[openstack-dev] [all][tc] final stages of python 3 transition
Doug Hellmann
doug at doughellmann.com
Mon Apr 30 15:02:34 UTC 2018
Excerpts from Clark Boylan's message of 2018-04-26 11:22:15 -0700:
> On Thu, Apr 26, 2018, at 7:27 AM, Sean McGinnis wrote:
> > On Wed, Apr 25, 2018 at 04:54:46PM -0400, Doug Hellmann wrote:
> > > It's time to talk about the next steps in our migration from python
> > > 2 to python 3.
> > >
> > > [...]
> > >
> > > 2. Change (or duplicate) all functional test jobs to run under
> > > python 3.
> >
> > As a test I ran Cinder functional and unit test jobs on bionic using 3.6. All
> > went well.
> >
> > That made me realize something though - right now we have jobs that explicitly
> > say py35, both for unit tests and functional tests.
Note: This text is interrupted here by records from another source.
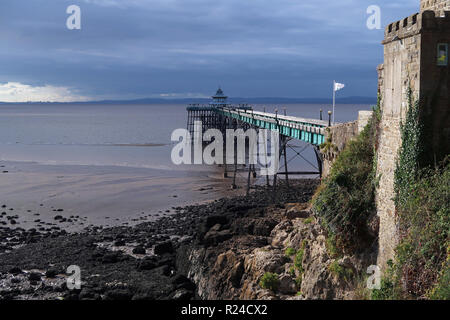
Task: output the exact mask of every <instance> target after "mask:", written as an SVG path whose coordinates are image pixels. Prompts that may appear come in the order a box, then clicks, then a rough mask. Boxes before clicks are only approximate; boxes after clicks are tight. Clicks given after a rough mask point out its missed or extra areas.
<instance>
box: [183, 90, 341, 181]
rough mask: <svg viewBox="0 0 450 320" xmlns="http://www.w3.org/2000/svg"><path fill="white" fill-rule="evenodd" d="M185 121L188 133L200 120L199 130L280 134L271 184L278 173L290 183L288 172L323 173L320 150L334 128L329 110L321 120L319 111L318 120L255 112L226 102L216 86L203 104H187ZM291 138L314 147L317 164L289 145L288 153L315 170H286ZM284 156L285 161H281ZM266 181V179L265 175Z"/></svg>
mask: <svg viewBox="0 0 450 320" xmlns="http://www.w3.org/2000/svg"><path fill="white" fill-rule="evenodd" d="M187 112H188V121H187V128H188V130H189V132H190V133H191V135H192V134H193V133H194V127H195V123H196V122H199V121H200V122H201V123H202V131H203V133H204V132H206V131H207V130H208V129H219V130H220V131H221V132H223V133H225V131H226V130H227V129H235V130H236V129H243V130H247V129H249V128H253V129H256V130H261V129H267V130H270V131H277V132H278V133H279V137H280V149H279V159H280V160H281V161H280V164H281V165H280V168H279V170H278V173H277V174H276V175H275V176H274V178H273V183H274V185H275V184H276V182H277V181H276V179H277V175H283V176H285V180H286V182H287V183H289V176H290V175H297V176H304V175H317V176H320V177H321V176H322V170H323V162H324V159H323V155H322V154H321V152H320V146H321V145H322V144H324V143H325V142H326V139H327V135H328V132H329V128H330V127H333V126H332V123H331V112H328V119H327V120H323V119H322V111H321V112H320V115H319V119H307V118H300V117H292V116H287V115H286V111H285V113H284V114H278V111H277V110H276V111H275V113H269V112H261V111H255V110H254V109H253V107H251V106H249V105H248V104H239V105H232V104H229V103H228V102H227V96H225V95H224V93H223V91H222V90H221V89H220V88H219V89H218V90H217V92H216V94H215V95H214V96H213V97H212V102H211V103H210V104H206V105H200V104H191V105H189V106H188V107H187ZM292 140H298V141H303V142H305V143H306V144H308V145H310V146H312V147H313V150H314V153H315V156H316V157H315V158H316V164H312V163H311V162H309V161H308V159H306V158H305V157H303V156H302V155H301V152H298V151H296V150H294V149H293V148H291V149H292V150H291V153H295V155H294V157H295V156H300V157H302V158H303V159H304V160H306V161H308V162H309V163H310V164H311V165H313V167H314V168H315V169H316V170H315V171H289V170H288V162H289V161H290V160H292V159H290V160H289V161H288V158H287V155H288V151H287V149H288V148H289V145H288V142H289V141H292ZM283 158H284V161H283ZM223 167H224V176H225V177H227V176H228V172H229V171H230V169H229V168H227V165H224V166H223ZM232 170H233V171H234V174H233V178H234V179H233V186H235V179H236V171H238V169H237V165H235V166H234V169H232ZM248 170H249V174H248V176H249V177H248V179H249V184H250V173H251V172H252V173H253V176H254V177H256V170H255V168H254V166H253V167H252V166H251V165H250V166H249V168H248ZM267 183H268V184H269V178H267Z"/></svg>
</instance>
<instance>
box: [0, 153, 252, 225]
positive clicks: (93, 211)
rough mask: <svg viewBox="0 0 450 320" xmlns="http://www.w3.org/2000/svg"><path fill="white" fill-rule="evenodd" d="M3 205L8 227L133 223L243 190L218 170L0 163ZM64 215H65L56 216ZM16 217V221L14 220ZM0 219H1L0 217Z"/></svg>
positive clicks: (26, 163) (0, 162) (22, 162)
mask: <svg viewBox="0 0 450 320" xmlns="http://www.w3.org/2000/svg"><path fill="white" fill-rule="evenodd" d="M0 166H1V167H0V194H1V195H2V198H1V199H0V202H1V203H0V205H4V206H5V208H4V209H3V210H6V213H7V215H8V216H9V217H12V218H11V219H9V220H8V221H6V219H4V220H3V221H4V223H7V226H9V227H13V228H15V227H20V228H24V229H30V228H37V229H38V228H43V227H49V226H52V225H58V227H60V228H62V229H64V230H66V231H80V230H82V229H84V228H86V227H88V226H104V227H108V226H120V225H134V224H137V223H139V222H144V221H153V220H155V219H158V218H159V217H162V216H165V215H170V214H172V213H173V212H174V210H173V208H175V207H180V206H186V205H190V204H200V203H204V202H208V201H211V200H214V199H218V198H221V197H224V196H233V195H239V194H242V193H243V192H244V190H243V189H239V190H231V189H230V183H231V182H230V180H227V179H223V178H222V176H221V172H220V171H212V170H211V171H210V172H208V171H202V172H200V171H192V172H184V174H183V177H181V178H180V177H177V174H176V173H174V172H173V171H169V170H154V169H145V168H132V167H120V166H80V165H43V164H38V163H33V162H5V161H2V162H0ZM58 216H61V217H62V219H58V220H55V217H58ZM11 220H14V222H13V223H14V224H11ZM0 223H1V222H0Z"/></svg>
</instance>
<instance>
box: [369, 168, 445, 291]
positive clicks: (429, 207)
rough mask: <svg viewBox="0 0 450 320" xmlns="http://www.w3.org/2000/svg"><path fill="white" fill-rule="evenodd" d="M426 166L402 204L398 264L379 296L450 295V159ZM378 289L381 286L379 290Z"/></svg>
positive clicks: (382, 288)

But I realized setting up
> > these test jobs that it works to just specify "basepython = python3" or run
> > unit tests with "tox -e py3". Then with that, it just depends on whether the
> > job runs on xenial or bionic as to whether the job is run with py35 or py36.
> >
> > It is less explicit, so I see some downside to that, but would it make sense to
> > change jobs to drop the minor version to make it more flexible and easy to make
> > these transitions?
>
> One reason to use it would be local user simplicity. Rather than need to explicitly add new python3 releases to the default env list so that it does what we want every year or two we can just list py3,py2,linters in the default list and get most of the way there for local users. Then we can continue to be more specific in the CI jobs if that is desirable.
>
> I do think we likely want to be explicit about the python versions we are using in CI testing. This makes it clear to developers who may need to reproduce or just understand why failures happen what platform is used. It also makes it explicit that "openstack runs on $pythonversion".
>
> Clark
>
Including support for local users to refer to "py3" makes sense, as long
as we don't come to rely on it in CI. Users can also always be more
explicit if they need to be when running tests locally.